Writer and director Christopher Hampton on what it was like becoming the youngest modern playwright in the West End, the art of translation and the latest Florian Zeller
Most people might buckle under the tricky second album syndrome after becoming the youngest modern playwright to have a play staged in the West End. But then Christopher Hampton is not most people. In 1966 Hampton’s first play transferred from the Royal Court to the Comedy Theatre when he was only 20. That early success kick-started a remarkable career that has spanned 50 years. He has written his own plays – including When Did You Last See My Mother?, Total Eclipse and Treats – written the academy award winning screenplay of Dangerous Liaisons (having also written the stage adaptation), adapted Ian McEwan’s hit novel Atonement for the screen and translated Yasmina Reza’s Art and God of Carnage. More recently he’s been responsible for bringing one of the most exciting voices in modern drama to the UK: Florian Zeller. So far, Hampton has translated Zeller's plays The Father, The Mother and The Truth (just opened in the West End) to rapturous reception.
When did you first come across Florian Zeller?
I keep an eye on what’s going on in the theatre in Paris and the first play of his I saw was The Truth. It was also the first one I translated. But in the interim I saw The Father and I was absolutely knocked out by it. I said to Florian that I thought The Father should be the play he introduces himself to the English speaking world with. The Truth is a very, very funny comedy – probably harder to write than a tragedy, in my view – but The Father is very powerful and moving.
Did you imagine it would have the reach it has had?
No, you never know, all I could go on was my response. It was the first play he had ever had produced over here, it began at the Ustinov in Bath and then went on and on in various manifestations all the way to Broadway.
Had you always imagined yourself as a translator?
I have always translated plays. When I was a student I did a soviet play for the Royal Court. The Royal Court actually pioneered the idea, which we now take entirely for granted, of having plays translated by playwrights. Prior to that, if you went to see an Ibsen play or a Chekhov play it would be the academic translation.
So playwrights make the best translators?
Even if the playwright can’t speak the language he is translating from, accurately translating dialogue is not as hard as writing dialogue. It’s to do with how you weight a line in order to make the audience laugh, or knowing which word is most powerfully delivered at the end of the sentence.
Do you work closely with the living writers you translate?
I first met Yasmina [Reza] when I did Art, and she actually didn’t speak English all that well. My joke is that she taught herself English in order to make my life a misery. She is very, very interventionist – in a good way. With hers we did an American English translation as well as an English translation and we worked with the American actors on that too. There are differences, obviously. Florian is interested in a very simple language which serves the very intricate structures and patterns of his plays. In other words, non-linguistic things. In fact his plays are easier to translate than Yasmina’s. And also he is much more accepting of whatever you put in front of him.

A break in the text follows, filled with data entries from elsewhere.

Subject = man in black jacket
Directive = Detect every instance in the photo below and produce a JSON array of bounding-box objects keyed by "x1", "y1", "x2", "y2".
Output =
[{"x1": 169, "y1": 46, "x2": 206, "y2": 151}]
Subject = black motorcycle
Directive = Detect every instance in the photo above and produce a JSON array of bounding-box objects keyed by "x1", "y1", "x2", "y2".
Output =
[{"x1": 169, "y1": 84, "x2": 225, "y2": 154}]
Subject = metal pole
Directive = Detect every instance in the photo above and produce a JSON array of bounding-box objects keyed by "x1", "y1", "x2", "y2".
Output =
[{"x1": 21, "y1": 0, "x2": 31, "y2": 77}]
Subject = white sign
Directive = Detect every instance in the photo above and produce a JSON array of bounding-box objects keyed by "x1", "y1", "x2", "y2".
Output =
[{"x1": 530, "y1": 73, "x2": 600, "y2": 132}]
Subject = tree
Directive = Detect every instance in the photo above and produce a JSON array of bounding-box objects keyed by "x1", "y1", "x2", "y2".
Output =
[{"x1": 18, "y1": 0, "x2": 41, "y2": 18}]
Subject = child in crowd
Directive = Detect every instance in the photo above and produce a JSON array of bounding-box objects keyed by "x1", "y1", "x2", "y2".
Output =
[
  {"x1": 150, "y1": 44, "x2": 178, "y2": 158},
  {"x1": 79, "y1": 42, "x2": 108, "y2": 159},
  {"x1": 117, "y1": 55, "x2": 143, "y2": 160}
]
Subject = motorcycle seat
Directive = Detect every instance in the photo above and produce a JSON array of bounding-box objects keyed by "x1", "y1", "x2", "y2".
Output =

Does it make it easier to translate the plays if you know the person?
It does. I think translating is a much underrated art. And it’s vital to the writer’s reception that the pieces are translated with a certain force. It’s thrilling to introduce a really good playwright into the repertoire. That was what it felt like with Florian.
The Truth is unlike the first two plays we’ve seen by Florian…
It’s a completely different register to The Father and The Mother, it’s a comedy. It’s about a man who thinks he’s deceiving everyone. He’s carrying on an adulterous relationship with his best friend’s wife and he thinks he’s got everything under control and in the course of the play slowly everything slips away from him. It’s the theatrical equivalent of a page turner.
Do you relish getting to work alone on your own plays?
It’s very difficult. What’s reassuring about doing a translation is that you have a text and you know the play is good because you’ve seen it or you’ve read it. And so that part of the strain: I have to create a good play.
When you wrote your first play and it opened at the Royal Court, did you have any idea what the world you were entering into was like?
No. I knew nothing, I was completely ignorant. I originally wrote it for a competition when I was at Oxford University. You can tell it was in another era, because somebody came from the Guardian to review it! After that I took some advice, which was perfect advice, and got Margaret [Peggy] Ramsay as my agent. I sent her the play and she did the rest. It felt wonderful, but it’s true to say that the first play I ever saw at the Royal Court was my play.
You’ve written musicals too, do you find the process very different?
It’s the only kind of writing I ever collaborate on and the only person I collaborate on them with is Don Black. We get on so it is more enjoyable than working on your own. I’ve only ever written a musical with Don, we wrote Dracula , Sunset Boulevard and Stephen Ward.
Was the short run of Stephen Ward a disappointment?
I think maybe one of the things that didn’t occur to any of us was the size of the venue. I think it wasn’t done any favours by being put in a big theatre. We were very pleased with the musical. In the last few weeks we’ve been working on it again with a view to bringing it back in a year or so. So we’re thinking of bringing it back in a much smaller, more intimate venue which will chime better with the subject matter.
The Truth runs at Wyndham's Theatre until 3 September.